Citing budget cutbacks, the sanitarium releases criminally insane impulse killer and noted fatwoman Ethel Janowski to a halfway house. People start getting her riled up and witholding candy bars again and uh, like watching people eat in real time?

hey cool
Cranial monkeyfuck
but YUCK
Not really what you'd call a "movie"

So the mean temp guy at the halfway house thinks it would be funny to make the crazies eat dog food. Normally this would be conveyed with something like a quick shot of a lump of dog food being plopped on a plate, 'cause extended scenes of dog food preparation aren't exactly movie magic.

Not one, not two, but three cans of beef flavoured dog food are taken from the shelf, three cans of dog food are opened with a manual tin opener, three cans of dog food are spooned out, and one two three four plates of dog food are prepared...OH MY GOD HE'S GONNA FEED 'EM DOG FOOD!

And after a scene of a guy getting lasooed and hanged with a curtain pull cord we really need to see Ethel take it back and carefully fix the curtains so we know they still work right.

I'm saying this is a "cut" free experience. The scenes go on, and on, until they just kind of can't anymore. But if Jim Jarmusch can do that and call it art then why not Nick Philips, which is not his real name. Neither is Allan Lindus nor Helmud Shuyler nor Alfredo Nicola, directors of seminal erotic titles such as Confessions of a Dirty Pair and Sex weirdo.

In addition to happening in real time, another sure sign of quality is the inclusion of flashback scenes from another movie, and Criminally Insane 2 definitely does not disappoint here as you get to see pretty much all of Criminally Insane 1 played in a loop. Usually filmmakers will put a little bit of new movie in between flashbacks, but we don't screw around with that crap here. The camera will zoom in on sleeping Ethel for a flashback, then zoom out a bit, then zoooom right back in for a another, sometimes three, four times in a row.

Ethel's back though, sort of. She's lost weight and has grey hair and just kind of looks like a regular lady this time. I believe she's the only thespian in the picture, as some of the other performers are so bad they can't even nod their heads like people. You know that thing that happens sometimes to non-actors when approached by a camera?

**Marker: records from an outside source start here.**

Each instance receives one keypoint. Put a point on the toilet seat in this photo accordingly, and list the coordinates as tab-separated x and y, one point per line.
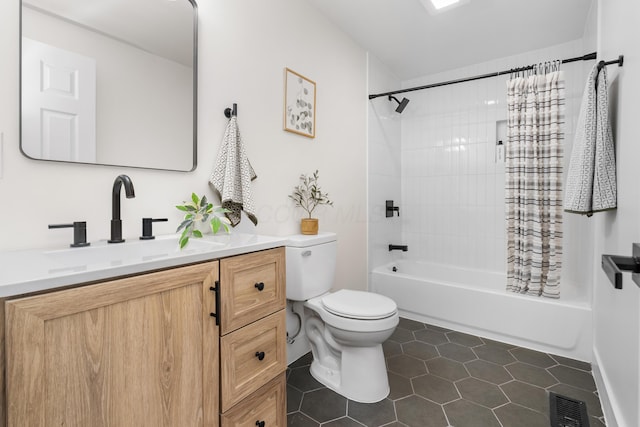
359	305
351	323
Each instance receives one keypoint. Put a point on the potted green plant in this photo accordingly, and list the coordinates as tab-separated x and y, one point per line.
200	211
309	196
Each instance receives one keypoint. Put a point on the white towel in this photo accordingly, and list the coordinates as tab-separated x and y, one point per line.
232	176
591	181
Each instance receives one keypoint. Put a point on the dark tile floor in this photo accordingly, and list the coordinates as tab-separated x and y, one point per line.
441	378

How they're suddenly stricken with rigor mortis, assume the facial expression of one who has loudly farted in church, and start talking like Robbie The Robot? Saw that a lot in the old days when businessmen would do their own TV adverts on the local stations. Like some old guy with a bad toupe would come on looking like a deer caught in the headlights and try to sell you a burial plot or something. Tape's like that.

All this and worst picture quality ever. There's even a disclaimer at the start telling you your TV isn't fucked up. The video actually rolled at one point. Remember when your big 'ol fifty pound Magnavox had a vertical control you'd have to mess with all the time? This movie gave me a flashback of having to go outside and turn the aerial to stop the picture rolling during Magnum PI.

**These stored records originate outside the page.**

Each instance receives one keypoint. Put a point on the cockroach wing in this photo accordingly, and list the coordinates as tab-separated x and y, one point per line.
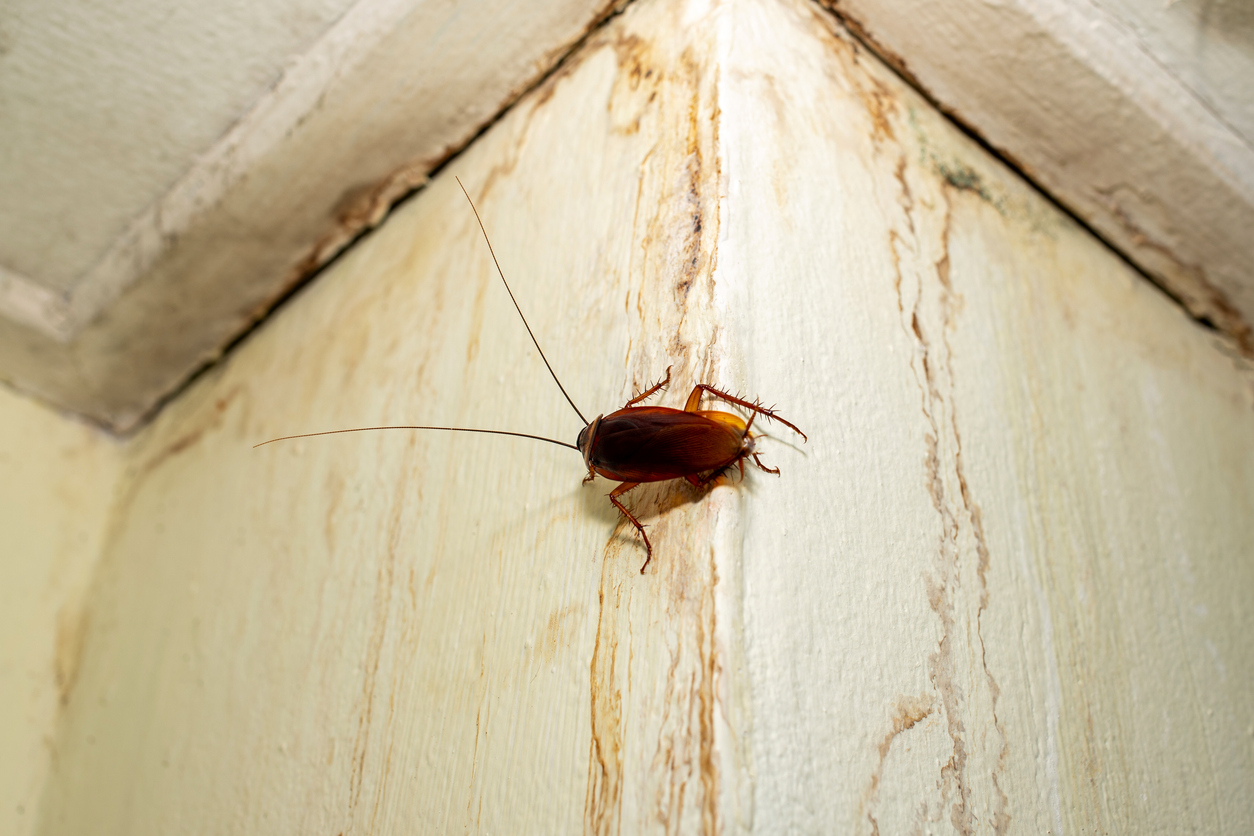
656	443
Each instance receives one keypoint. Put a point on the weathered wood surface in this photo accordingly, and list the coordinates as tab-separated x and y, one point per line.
1139	117
1005	588
57	479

Tell you what though; watching, baffled, the effect of a 60s porno director instructing non-actors to portray severe mental illness is pretty much the sensation I'm looking for on another lonely Saturday night at 2 a.m. The viewer is always left to wonder whether this Bruno Geller or Nicholas Milor is artsy or simply clueless how to shoot film. Like kill scenes done without music normally have a chilling authenticity, but I'd tend more to use the word "clownish" to describe knife bonking and that business with the pull cord. So which is it?
Bad movie gold is what it is.

And while it's not at all unusual in films to see a character react with Spielbergian awe to offscreen phenomenon so we can anticipate the big dinosaur reveal, this is rarely done in action scenes. During action we normally see the thing being reacted to before we see the reaction; like if bigfoot charges a guy we'll see that before the cut to "oh no bigfoot". The reason is that if you do it the other way around your scene will have an oddly comedic aspect and look like this:

Now I'm not a movie director. I've never even read a book about movie directing and have no idea what "gaffers" and "key grips" and "actors" are. And yet sometimes even I a complete philistine can appreciate directorial awesomeness. Observe the above sequence of stills. If you shoot your scene precisely that and no other way, your performer has to duck out of the shot like an embarrassed lighting cable guy or his body will block the action taking place behind him. Yeah where's that in Citizen Kane?

Not to tout this as some sort of grindhouse cult classic or anything. That honour goes to the original, which has the same warped vibe and is something you can actually watch. This really is ridiculously poor, but it will make you feel weird.